The Prime Minister has warned against making rash decisions after the government brought forward $3.8 billion for road and rail projects.

“The surplus is not money left down the back of the couch with no economic purpose, it pays down debt,” he told the ABC’s AM on Thursday.

The coalition government came under intense pressure to bring forward spending on infrastructure, with big business, the central bank, economists and the opposition calling for faster cash.

But Mr Morrison said the decision wasn’t based on a “phone call over the weekend”.

“We didn’t rush around with our arms flapping in the air in some sort of panic crisis as the Labor Party wanted us to do,” he said.

“We just took the sober, calm, methodical approach and got the projects ready.”

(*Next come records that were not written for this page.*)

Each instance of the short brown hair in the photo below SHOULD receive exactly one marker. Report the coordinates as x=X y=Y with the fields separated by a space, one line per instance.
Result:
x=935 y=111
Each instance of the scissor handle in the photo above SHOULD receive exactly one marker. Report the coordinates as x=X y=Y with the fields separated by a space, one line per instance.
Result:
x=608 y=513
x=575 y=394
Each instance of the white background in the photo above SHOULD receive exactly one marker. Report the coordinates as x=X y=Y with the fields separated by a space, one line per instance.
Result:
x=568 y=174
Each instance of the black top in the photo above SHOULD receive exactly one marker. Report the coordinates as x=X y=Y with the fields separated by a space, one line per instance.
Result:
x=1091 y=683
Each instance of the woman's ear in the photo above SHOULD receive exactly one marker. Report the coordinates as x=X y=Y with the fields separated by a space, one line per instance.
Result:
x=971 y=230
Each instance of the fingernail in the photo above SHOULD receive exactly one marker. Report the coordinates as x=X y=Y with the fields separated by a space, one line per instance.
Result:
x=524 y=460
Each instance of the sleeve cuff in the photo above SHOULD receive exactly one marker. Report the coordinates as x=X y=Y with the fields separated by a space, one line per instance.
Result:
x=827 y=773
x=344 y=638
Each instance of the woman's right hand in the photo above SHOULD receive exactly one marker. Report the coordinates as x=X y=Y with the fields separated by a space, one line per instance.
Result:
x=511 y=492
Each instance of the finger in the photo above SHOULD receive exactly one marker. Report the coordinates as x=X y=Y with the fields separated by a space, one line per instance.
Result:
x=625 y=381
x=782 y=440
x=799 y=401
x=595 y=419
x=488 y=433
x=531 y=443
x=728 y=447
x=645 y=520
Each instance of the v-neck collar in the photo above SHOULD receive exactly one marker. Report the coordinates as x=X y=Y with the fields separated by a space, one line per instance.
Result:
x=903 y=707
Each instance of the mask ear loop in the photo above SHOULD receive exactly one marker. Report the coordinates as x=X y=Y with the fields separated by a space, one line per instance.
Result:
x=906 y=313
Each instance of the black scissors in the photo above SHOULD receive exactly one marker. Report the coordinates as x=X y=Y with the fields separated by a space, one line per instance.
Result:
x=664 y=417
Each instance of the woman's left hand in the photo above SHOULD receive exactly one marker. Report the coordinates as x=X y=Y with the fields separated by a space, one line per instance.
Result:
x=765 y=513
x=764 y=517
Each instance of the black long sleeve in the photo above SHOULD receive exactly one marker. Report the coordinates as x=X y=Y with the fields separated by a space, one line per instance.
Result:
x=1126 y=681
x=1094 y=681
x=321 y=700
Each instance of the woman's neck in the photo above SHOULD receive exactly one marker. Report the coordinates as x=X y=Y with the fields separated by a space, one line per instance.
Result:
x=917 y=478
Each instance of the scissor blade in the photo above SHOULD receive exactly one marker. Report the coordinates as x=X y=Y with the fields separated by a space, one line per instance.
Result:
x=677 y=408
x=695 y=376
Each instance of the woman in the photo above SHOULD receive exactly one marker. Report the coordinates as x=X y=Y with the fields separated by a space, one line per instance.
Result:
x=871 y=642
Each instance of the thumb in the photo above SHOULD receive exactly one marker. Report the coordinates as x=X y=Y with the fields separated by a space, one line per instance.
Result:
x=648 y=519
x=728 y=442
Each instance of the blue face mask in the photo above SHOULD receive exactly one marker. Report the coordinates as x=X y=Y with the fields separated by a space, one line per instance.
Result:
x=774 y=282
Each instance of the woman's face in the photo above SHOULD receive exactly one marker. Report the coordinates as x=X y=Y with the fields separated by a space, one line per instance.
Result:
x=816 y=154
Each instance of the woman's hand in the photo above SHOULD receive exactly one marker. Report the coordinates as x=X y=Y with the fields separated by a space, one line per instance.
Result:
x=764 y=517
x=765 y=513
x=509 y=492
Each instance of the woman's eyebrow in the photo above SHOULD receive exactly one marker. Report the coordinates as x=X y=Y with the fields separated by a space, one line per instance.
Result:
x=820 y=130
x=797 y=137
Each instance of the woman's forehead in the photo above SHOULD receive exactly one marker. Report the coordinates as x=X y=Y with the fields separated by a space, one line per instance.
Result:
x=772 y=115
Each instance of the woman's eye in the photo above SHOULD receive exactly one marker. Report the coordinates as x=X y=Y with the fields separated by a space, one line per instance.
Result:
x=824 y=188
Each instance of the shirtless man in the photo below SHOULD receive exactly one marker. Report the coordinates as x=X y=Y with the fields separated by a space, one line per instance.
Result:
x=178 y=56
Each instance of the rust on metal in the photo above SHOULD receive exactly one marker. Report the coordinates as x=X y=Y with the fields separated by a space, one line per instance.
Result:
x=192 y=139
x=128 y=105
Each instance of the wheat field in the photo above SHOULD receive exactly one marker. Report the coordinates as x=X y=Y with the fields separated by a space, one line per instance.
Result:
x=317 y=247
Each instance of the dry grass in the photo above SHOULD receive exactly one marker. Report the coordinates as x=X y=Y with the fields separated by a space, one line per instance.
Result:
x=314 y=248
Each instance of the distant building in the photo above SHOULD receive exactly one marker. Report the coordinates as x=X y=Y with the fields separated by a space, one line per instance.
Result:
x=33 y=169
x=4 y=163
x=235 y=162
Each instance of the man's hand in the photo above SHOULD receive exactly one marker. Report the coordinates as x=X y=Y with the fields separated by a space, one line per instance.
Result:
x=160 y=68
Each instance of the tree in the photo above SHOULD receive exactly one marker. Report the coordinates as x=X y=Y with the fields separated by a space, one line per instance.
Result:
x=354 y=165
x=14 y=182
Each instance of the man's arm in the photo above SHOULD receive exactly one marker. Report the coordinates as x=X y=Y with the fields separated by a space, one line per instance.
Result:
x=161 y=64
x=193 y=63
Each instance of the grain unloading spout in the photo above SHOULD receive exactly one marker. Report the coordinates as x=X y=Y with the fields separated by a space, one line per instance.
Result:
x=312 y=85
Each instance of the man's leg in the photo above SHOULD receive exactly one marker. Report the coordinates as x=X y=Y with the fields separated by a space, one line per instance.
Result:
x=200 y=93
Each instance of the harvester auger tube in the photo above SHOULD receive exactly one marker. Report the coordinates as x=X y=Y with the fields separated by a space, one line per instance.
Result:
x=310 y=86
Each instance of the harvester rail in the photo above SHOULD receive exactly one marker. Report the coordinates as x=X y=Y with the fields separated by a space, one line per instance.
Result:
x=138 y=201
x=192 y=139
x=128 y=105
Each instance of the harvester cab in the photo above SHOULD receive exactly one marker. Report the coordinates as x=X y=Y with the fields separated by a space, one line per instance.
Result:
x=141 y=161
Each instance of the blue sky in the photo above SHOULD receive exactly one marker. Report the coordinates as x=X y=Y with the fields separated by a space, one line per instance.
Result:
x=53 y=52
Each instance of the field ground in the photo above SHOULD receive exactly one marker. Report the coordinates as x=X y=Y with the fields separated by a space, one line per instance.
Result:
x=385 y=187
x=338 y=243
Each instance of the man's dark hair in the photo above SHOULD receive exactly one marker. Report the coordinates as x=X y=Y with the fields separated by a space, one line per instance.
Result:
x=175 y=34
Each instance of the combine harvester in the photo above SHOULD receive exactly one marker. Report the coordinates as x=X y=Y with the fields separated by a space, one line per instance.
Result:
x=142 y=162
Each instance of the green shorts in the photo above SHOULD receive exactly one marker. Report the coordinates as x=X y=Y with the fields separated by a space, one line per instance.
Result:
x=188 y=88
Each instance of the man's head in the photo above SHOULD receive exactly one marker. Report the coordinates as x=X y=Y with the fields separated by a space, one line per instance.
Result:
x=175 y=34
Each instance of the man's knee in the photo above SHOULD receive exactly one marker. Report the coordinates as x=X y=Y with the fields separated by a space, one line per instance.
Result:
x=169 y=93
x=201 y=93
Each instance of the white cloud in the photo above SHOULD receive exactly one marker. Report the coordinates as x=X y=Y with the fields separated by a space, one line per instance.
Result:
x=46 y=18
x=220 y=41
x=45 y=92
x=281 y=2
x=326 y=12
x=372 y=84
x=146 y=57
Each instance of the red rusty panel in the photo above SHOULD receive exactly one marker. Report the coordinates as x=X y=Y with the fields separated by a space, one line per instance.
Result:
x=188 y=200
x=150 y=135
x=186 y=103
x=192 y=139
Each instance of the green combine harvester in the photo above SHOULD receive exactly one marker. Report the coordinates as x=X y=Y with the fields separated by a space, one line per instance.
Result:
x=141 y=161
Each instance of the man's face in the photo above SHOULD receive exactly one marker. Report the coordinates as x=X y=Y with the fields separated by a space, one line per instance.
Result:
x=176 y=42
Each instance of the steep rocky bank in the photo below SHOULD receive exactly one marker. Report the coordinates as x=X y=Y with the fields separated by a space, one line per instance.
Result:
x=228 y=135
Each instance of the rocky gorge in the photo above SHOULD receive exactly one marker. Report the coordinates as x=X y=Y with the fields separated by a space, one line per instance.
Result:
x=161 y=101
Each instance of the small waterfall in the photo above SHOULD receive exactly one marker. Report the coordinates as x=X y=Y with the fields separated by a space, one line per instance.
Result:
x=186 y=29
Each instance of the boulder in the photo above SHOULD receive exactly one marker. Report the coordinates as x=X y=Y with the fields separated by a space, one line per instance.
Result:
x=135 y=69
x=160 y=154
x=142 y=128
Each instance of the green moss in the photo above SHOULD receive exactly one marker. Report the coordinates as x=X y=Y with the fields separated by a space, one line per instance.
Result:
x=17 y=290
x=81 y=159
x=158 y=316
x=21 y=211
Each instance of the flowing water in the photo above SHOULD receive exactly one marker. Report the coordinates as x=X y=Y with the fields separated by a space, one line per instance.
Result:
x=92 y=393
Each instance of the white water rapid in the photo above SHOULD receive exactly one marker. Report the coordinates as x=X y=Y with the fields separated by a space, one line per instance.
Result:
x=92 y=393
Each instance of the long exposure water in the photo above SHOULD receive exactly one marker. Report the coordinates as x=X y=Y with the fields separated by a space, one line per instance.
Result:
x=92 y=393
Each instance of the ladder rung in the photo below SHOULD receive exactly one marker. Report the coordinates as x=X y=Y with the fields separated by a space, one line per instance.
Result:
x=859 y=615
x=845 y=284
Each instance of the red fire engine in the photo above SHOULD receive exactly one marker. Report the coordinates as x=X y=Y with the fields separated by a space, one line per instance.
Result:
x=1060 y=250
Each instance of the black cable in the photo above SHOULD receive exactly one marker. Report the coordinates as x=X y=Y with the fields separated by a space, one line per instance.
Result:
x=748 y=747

While there are suggestions more needs to be done to stimulate the economy, the prime minister says sacrificing the surplus is off the table.

“It’s critically important for Australia’s future financial resilience,” he said.

“You just don’t go and erode all of your financial resources at a time like this. You make measured and careful decisions.”

Labor frontbencher Tanya Plibersek said bringing infrastructure spending forward proved the opposition’s claims the economy was in trouble.

“What’s not clear from yesterday’s announcement in the profile of the spending – when the money will start to be spent, when it will make a difference to the economy,” she told Sky News.

“It’s not clear which projects are shovel-ready, which ones are years off in the never-never.”

Mr Morrison said the United Kingdom, Germany and South Korea had negative economic growth in the most recent quarter, while Australia was up 1.4 per cent.